News Roundup: Another Successful Test Launch For Blue Origin, Jeff Bezos’ Spaceflight Company

Our daily look at Texas headlines.

By Alexandra HartJuly 19, 2018 12:59 pm

Private aerospace company Blue Origin completed a successful launch of its New Shepard rocket yesterday in West Texas.

It’s the rocket’s second launch of the year and the ninth flight overall for the company, owned by Amazon founder Jeff Bezos.

The New Shepard, named after American astronaut Alan Shepard, is designed to eventually take commercial passengers into suborbital flight.

Yesterday’s mission was to test the crew capsule escape motor at around 400,000 feet, its highest altitude yet. The successful test shows that the abort mechanism, there in case on an emergency, is able to work at low, middle and high altitudes.

As the capsule touched back down after the test, Blue Origin announcer Ariane Cornell hailed the launch as a success, calling it “picture perfect.”

The company says piloted test flights are expected to begin later this year, but no date has been set.

So far, crew capsules have been manned by a test dummy called “Mannequin Skywalker.”


Texas Public Radio’s Ryan Poppe reports that Texas pollinators, like the honeybee and monarch butterfly, have seen declining populations over the past decades. Yesterday, lawmakers in the Texas House of Representatives discussed what can be done to boost their numbers.

According to Texas Parks and Wildlife, honeybees and other agricultural pollinators contribute an estimated $25 billion a year to the U.S. economy. But those pollinators are under threat in Texas.

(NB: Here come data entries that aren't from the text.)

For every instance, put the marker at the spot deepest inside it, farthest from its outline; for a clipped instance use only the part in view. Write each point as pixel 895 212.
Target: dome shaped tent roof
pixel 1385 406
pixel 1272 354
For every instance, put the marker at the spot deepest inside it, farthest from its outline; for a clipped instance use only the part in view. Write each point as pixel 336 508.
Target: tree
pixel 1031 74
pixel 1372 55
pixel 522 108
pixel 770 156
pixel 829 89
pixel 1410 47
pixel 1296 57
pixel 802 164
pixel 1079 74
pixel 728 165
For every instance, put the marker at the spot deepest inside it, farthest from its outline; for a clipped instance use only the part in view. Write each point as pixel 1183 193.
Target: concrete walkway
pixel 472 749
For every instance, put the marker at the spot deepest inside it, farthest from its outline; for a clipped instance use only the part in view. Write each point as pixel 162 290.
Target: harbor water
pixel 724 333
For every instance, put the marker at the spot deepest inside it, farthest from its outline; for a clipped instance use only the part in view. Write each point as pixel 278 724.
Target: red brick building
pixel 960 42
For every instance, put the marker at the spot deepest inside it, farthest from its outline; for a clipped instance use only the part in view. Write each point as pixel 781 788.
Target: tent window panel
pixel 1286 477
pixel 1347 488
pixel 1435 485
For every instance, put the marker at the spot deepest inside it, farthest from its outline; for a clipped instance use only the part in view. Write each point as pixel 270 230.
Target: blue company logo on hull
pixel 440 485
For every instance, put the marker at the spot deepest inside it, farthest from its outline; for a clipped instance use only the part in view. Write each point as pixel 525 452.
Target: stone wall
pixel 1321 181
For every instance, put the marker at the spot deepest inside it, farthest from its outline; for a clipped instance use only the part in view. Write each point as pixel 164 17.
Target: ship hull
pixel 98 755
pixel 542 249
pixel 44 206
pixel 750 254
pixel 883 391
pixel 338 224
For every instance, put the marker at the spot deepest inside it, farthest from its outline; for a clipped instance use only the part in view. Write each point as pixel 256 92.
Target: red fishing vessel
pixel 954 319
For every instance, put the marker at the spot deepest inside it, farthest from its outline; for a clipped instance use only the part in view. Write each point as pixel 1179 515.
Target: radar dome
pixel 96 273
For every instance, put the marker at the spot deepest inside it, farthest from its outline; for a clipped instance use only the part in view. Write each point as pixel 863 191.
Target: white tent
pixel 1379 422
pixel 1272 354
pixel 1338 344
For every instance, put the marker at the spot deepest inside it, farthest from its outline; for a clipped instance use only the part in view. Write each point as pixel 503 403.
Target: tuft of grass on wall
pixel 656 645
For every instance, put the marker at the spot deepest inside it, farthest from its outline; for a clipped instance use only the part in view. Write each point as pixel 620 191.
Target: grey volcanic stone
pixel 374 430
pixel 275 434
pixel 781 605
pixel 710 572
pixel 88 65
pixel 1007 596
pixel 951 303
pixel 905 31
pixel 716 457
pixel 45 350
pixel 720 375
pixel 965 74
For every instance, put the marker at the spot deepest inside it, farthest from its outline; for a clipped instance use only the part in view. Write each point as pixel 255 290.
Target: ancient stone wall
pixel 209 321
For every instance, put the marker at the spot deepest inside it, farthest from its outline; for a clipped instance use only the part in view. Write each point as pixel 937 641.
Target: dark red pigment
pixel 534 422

Ben Hutchins, an invertebrate biologist with Parks and Wildlife, told a joint committee of the House Committees on Agriculture and Livestock and Culture, Recreation and Tourism that Texas’ honeybee and monarch butterfly populations have declined for several decades “due to a number of reasons” including “habitat loss, as natural lands are replaced by urban and suburban environments.”

Clint Walker, owner of the Walker Honey Farm and a member of the Texas Beekeepers Association, says one way the legislature could reverse that trend is to attract more urban beekeepers to Texas by increasing the number of state agricultural exemptions on the property taxes.

“Urban beekeepers do quite well,” Walker said. “They don’t suffer droughts.”

Walker added that he would also like to see legislation that could balance the needs of farmers who use pesticides and beekeepers who rely on flowering plants killed by these pesticides.


Triple digit temperatures across much of the state have Texans reaching into the freezer for cool treats – but check your ice cream before digging in.

H-E-B is issuing a voluntary recall for two variety packs of its in-house Creamy Creations ice cream brand. According to the grocery chain, pieces of broken metal were found in processing equipment.

Two variety packs are included in the recall: chocolate/vanilla 12 packs and orange/lime sorbet 12 packs.

The company says that the products were not distributed to stores in Houston and Mexico.